Sarah Palin notably absent from gubernatorial races

Sarah Palin stands ready to stump for Republican gubernatorial candidates, but neither seems to want her help.

Sarah Palin stands ready to stump for Republican gubernatorial candidates, but neither Chris Christie nor Bob McDonnell seems to want her help.

Sarah Palin stands ready to stump for the Republican gubernatorial candidates running in the two most closely-watched campaigns in the country this fall, but neither seems to want her help.

Less than a month before voters go to the polls, it appears increasingly clear that the former Alaska governor, vice-presidential nominee and conservative favorite will not appear on behalf of either New Jersey’s Chris Christie or Virginia’s Bob McDonnell.

Palin is the only one of the most talked-about potential 2012 presidential candidates who has not yet campaigned for either Republican candidate.

Given her loyal following among many in the party’s grassroots, it’s Palin who could surely draw the largest crowd and perhaps raise the most money for the two candidates—her book, “Going Rogue,” is already the number-one bestseller on Amazon, over a month before it’s even released.
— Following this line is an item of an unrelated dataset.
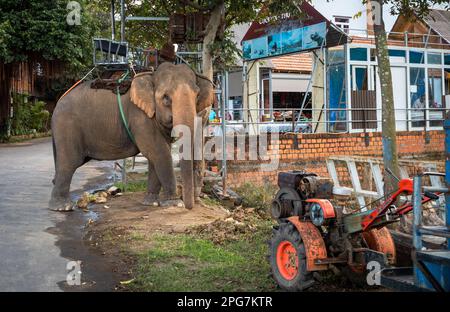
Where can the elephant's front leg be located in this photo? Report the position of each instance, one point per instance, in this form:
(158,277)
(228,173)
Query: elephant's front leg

“The governor offered her assistance with both races,” said Palin adviser Meg Stapleton. “The ball is in their court.”

Neither GOP campaign wanted to discuss why they didn’t want Palin in the state—to say so would offend the conservative base that both Christie and McDonnell are counting on, not just to vote for them but to also volunteer time in the crucial final weeks of the election.